Trouble among the hats

My effort to migrate to Fedora 7 isn’t going well. Apparently the machine I’m running is subject to a bug in the shipping kernel that still hasn’t been fixed.

Under “Common Issues” for this first release under the new community rules, there’s this glaring acknowledgement:

Dell Dual Core Systems
Bug 241249 - Some Dell laptops with Intel dual-core CPUs (Core Duo, Core 2 Duo, Pentium Dual Core) may require the maxcpus=1 option at installation boot time.

Except, from the notes appended to the initial bug report, it’s not just dual core Dell laptops, but also desktops, made within the last 2 years. My Dell E510n, which was made just last year, has a 1.83 GHz Pentium D 820 (Smithfield) and is a pretty generic desktop. In fact, it was built to run an open source O/S — it shipped with FreeDOS.

Wading through all the comments, some of which characteristically include disparaging remarks about the processors involved that are extremely unhelpful from an engineering point of view, I found several proposed workarounds, none of which worked for me.

(Still no acknowledgement of other annoyances, like the latest Adobe Acrobat acroread script failing to work on anything after Red Hat Enterprise 4/Fedora 5)
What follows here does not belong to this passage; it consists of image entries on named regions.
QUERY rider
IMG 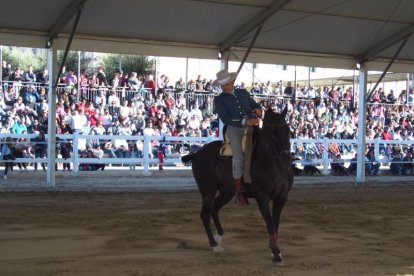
[213,69,262,205]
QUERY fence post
[323,137,329,175]
[73,133,79,175]
[142,135,151,175]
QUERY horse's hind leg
[211,190,234,244]
[200,195,217,248]
[256,194,283,264]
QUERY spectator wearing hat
[213,69,262,205]
[365,149,380,176]
[302,153,321,176]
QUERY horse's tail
[181,153,195,164]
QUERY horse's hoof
[272,253,283,266]
[214,234,223,244]
[213,245,224,253]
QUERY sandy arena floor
[0,172,414,276]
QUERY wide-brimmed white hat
[213,69,237,86]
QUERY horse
[181,107,294,265]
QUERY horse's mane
[259,108,290,157]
As a result of all this I decided to rebuild my machine with Fedora 6 instead, which went very smoothly. Of course I’ll keep checking in on bugzilla to see what, if any, progress is made fixing the Dell dual core CPU issue. Ironically, my free copies of the install discs for Ubuntu 7.04 i386 and x86_64 just arrived. Timing is everything. Still, I think I’ll put those Ubuntu disks someplace where I can get to them quickly. Just in case. Being a sysadmin means ALWAYS having a Plan B.